Thanks to these guidelines, we can make sure a certain type of cell develops into a certain type of tissue or mini organ. "Before, we didn’t know how to design a matrix, whether you needed a green or blue bead and whether you wanted the consistency of mayonnaise or something firmer, like a harder jelly. Now we know."

All out

The PhD candidate hopes the design rules can help other researchers guide the interaction between cells and material. "Even if they’re not using supramolecular hydrogels but other biomaterials, now they know approximately how rigid it needs to be."

The design rules could eventually contribute to the development of more complex tissue for drug screening with patient-derived tissue and tissue transplants without the risk of rejection.

But these rules are also very applicable to other fields, such as bio-electronics, an emerging research field in which Rijns herself will be working after completing her PhD. In January she will start a new research project in the area of bio-electronics at Stanford University on a Niels Stensen Fellowship.

"In this field, electronic materials are developed that you can wear on or implanted into your skin, for instance. This is something where the interaction between cells and material is of the utmost importance as well, as the synthetic, electronic material must be able to accurately communicate with living cells," she explains.

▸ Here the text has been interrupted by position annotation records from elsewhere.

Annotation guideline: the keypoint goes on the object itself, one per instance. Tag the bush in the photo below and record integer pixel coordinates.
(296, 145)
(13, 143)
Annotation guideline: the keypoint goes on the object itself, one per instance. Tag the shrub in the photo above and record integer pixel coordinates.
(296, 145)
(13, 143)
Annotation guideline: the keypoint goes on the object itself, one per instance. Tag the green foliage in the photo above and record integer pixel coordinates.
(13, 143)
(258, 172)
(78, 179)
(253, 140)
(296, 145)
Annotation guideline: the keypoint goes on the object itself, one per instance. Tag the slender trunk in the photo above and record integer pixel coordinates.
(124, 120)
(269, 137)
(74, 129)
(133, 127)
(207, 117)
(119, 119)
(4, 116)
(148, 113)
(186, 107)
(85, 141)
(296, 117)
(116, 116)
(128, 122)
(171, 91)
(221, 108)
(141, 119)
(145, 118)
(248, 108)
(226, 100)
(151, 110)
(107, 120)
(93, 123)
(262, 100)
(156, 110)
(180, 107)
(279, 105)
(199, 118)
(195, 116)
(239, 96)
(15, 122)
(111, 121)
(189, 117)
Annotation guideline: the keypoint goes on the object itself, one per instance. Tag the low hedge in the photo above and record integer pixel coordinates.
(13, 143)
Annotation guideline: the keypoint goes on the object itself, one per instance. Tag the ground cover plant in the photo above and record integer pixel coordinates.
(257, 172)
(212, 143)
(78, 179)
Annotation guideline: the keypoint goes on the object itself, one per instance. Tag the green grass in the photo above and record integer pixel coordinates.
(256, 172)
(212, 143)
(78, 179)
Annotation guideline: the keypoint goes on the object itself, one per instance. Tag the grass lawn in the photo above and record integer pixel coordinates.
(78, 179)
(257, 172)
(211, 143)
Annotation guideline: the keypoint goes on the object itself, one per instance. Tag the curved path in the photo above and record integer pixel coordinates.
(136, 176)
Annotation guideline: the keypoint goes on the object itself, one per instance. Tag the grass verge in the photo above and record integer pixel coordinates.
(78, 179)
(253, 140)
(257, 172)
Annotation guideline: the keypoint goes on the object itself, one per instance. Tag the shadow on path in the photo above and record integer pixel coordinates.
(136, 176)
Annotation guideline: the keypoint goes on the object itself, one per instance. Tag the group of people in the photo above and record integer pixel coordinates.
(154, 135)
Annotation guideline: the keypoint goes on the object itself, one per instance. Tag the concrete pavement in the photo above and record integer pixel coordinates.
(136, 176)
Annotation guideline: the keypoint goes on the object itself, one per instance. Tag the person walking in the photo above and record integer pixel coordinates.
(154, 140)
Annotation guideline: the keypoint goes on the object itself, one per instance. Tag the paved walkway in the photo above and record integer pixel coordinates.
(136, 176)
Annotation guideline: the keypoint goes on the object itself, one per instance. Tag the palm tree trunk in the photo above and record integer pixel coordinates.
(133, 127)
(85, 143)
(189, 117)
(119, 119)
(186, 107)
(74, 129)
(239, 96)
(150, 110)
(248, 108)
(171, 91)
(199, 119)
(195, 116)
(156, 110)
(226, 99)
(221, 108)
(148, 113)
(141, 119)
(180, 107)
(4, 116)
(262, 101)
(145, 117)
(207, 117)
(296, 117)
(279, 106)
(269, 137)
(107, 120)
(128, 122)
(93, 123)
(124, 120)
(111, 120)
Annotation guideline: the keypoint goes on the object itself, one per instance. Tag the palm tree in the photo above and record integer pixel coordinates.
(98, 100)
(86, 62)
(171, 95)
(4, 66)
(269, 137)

"I’m hoping to take the design rules from my PhD research and apply them to these electronic materials. This way, we aim to monitor physiological functions and, in the long term, even repair sick neuronal tissue, such as Alzheimer’s disease."

Her dissertation is the fruit of spending thousands of hours and many long evenings at the lab; in this sense, Rijns is tireless. "If I do something, I go all out, with full commitment. Over the past four years I’ve had a hundred-percent focus on my PhD," she admits. And she’ll be continuing her research in the US with the same passion and drive.

Her ultimate dream is to start her own lab after completing her postdoc and carry out further research into biomaterials that can accurately communicate with living tissue. One thing’s for sure: if that’s where life takes her, she’ll go all out as always.